The client should be the focus, not the agent. At
the same time, agents have to market themselves aggressively -- or else you
won't notice them.
If Automobiles
were Houses
Imagine that automobiles are sold like real
estate, with no more car lots or dealerships. Both new and used cars are just
parked on the street. So if you want a Ford, there are no more Ford
dealerships. No more Lexus dealerships or any other kind of dealerships,
either. If you want to look for a car on your own, you just drive around and
see what you can find. Even then, you can only look at the outside, because you
don't have the keys.
There are some people that have the keys. They
also have a computer that tells them where all the cars are parked, what model
and year they are, what size engine they have, and how many miles are on the
odometer. They get paid a commission for selling the cars.
Some of these commissioned agents just sit around
and look at the computer, waiting for the phone to ring. Some of them go out
and locate the new cars, physically inspect the interior and exterior, and flip
on the ignition to listen to the sound of the engine. They are interested in
finding the best cars so their customers refer future clients to them.
Who would you rather call?

How
to Conduct the Search for a Good Realtor
One way to find candidates to interview is to
talk to professionals from real estate related professions and ask their
opinion.
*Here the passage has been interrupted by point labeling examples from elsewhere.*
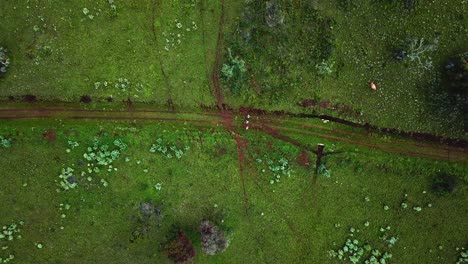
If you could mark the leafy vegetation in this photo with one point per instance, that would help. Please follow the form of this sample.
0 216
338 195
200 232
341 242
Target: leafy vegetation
5 142
4 61
179 249
168 150
233 73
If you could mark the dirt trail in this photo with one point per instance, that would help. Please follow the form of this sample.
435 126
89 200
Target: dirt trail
442 156
226 115
367 136
218 59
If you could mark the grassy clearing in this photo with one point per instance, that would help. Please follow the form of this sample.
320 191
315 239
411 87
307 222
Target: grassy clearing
64 50
357 40
286 222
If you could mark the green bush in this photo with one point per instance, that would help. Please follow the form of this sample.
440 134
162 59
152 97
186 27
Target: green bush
233 72
4 61
457 74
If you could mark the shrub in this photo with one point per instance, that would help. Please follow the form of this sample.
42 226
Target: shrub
179 248
4 61
212 241
233 72
416 52
325 67
5 142
456 74
444 184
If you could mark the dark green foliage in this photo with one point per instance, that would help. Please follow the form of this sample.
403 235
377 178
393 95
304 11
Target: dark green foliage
456 74
179 248
4 61
444 183
233 73
281 40
213 242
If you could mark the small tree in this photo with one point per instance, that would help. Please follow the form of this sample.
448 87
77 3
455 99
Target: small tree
456 74
212 241
4 61
179 248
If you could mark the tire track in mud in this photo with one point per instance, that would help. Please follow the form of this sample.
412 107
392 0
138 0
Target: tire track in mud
420 145
275 132
224 114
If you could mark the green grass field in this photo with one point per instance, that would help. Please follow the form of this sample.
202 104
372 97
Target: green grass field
291 221
59 53
123 122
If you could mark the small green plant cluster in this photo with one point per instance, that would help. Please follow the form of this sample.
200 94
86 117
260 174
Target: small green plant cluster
113 8
97 11
67 179
101 155
233 72
324 171
174 39
4 61
72 144
167 150
5 142
278 168
8 234
417 50
355 251
463 257
325 67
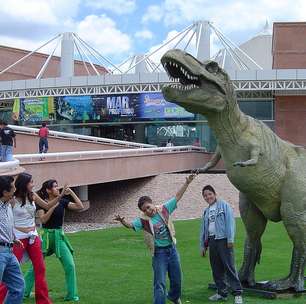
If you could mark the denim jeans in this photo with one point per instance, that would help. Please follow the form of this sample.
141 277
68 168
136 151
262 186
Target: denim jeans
11 276
7 153
43 145
166 260
223 267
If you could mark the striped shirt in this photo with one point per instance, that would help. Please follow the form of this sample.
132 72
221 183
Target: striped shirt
6 222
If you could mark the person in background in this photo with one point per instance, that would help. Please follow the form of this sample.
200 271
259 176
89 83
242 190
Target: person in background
10 272
160 238
43 138
54 238
8 139
217 234
169 143
1 124
197 142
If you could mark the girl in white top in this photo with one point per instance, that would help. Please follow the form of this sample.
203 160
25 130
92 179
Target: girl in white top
25 230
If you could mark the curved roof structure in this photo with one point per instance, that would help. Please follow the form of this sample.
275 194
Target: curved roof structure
259 48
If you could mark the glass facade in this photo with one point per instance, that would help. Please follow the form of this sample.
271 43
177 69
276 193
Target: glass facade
145 118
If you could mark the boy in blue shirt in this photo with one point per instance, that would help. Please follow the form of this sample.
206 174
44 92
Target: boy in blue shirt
160 237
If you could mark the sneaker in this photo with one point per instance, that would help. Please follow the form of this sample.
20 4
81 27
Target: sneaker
216 297
238 300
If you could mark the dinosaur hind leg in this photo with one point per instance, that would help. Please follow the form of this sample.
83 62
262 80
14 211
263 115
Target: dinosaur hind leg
255 224
293 211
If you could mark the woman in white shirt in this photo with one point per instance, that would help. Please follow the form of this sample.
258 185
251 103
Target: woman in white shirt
24 210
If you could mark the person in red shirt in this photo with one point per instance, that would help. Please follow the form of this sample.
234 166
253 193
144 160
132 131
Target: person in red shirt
43 138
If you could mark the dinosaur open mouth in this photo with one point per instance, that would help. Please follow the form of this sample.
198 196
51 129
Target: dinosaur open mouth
182 77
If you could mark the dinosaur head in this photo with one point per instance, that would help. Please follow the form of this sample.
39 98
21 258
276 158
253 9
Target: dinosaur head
202 87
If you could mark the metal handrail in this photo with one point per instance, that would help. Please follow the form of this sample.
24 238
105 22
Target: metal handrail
6 167
107 153
72 136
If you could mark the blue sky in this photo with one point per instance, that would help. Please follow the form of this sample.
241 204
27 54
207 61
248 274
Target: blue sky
120 28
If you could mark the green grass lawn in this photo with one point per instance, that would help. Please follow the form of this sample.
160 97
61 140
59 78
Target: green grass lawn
114 267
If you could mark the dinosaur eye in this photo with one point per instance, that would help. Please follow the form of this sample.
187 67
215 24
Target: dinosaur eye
212 67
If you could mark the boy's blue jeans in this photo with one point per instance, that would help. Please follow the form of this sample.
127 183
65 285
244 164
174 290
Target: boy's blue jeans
166 260
11 276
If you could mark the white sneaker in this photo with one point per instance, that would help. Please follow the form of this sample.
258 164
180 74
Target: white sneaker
216 297
238 300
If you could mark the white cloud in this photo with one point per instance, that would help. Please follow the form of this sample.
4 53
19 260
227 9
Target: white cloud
116 6
233 15
42 11
144 34
101 33
154 13
27 24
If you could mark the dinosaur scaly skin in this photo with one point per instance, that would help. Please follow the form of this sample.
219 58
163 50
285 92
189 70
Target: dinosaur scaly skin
265 169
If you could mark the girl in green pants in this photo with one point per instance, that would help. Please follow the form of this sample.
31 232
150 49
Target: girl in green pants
53 237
If you know someone who is employed as an escrow officer, title
representative, homeowners insurance salesman, or loan officer, they will be
able to recommend Realtors from the area they work in.
If you talk to a loan officer, be sure it is
someone who deals primarily with purchase money first trust deeds and mortgages
instead of refinances, second trust deeds, or finance companies. Since the
latter do not deal with Realtors on a regular basis, they will not know who to
recommend.
You could just make phone calls to real estate
offices and ask questions. Ask the manager to recommend someone or ask a
Realtor who he/she would recommend from another office. This will be a little
tricky because the Realtor you ask will be "giving away" a commission, but you
will find out who they respect as a competitor.
A new alternative to finding a Realtor is the
internet. Look for Realtors who advertise themselves, not property. That way
you have a pretty good idea you are getting a "buyer’s" agent instead of a
listing agent. Look to see if their web page offers something to you in the way
of information or other services instead of just telling you they are "number
one." You want someone of value to represent you, not someone who is full of
"puff."

Interviewing
a Good Realtor
When you interview Realtors for the job, you want
someone who will be concerned about you and will take care of your interests.
You want someone who demonstrates ready knowledge of homes available for sale
and does not have to call you back after they "check on the computer." This
ready knowledge demonstrates they have actually been out previewing homes and
don’t just sit around waiting for the phone to ring.
You also want someone sharp enough to ask you
questions as well, including your financial and debt information. By asking
these questions, a good Realtor will be able to determine the proper price
range you should be looking in. By asking about your family, an agent will be
able to tell if what you need in a home is something available in your price
range. You want a Realtor who is bold enough to talk straight with you instead
of always telling you what you want to hear.

When
a Realtor Asks to Meet With You
Finally, any decent agent will always
ask for an appointment to meet with you, too. It is only natural, since they
earn their living by commissions. However, Realtors are also supposed to act as
your agent, looking out for your interests before their own. You want a Realtor
who takes that responsibility very seriously. If someone seems too much like
simply a salesman, then maybe you should look a little further.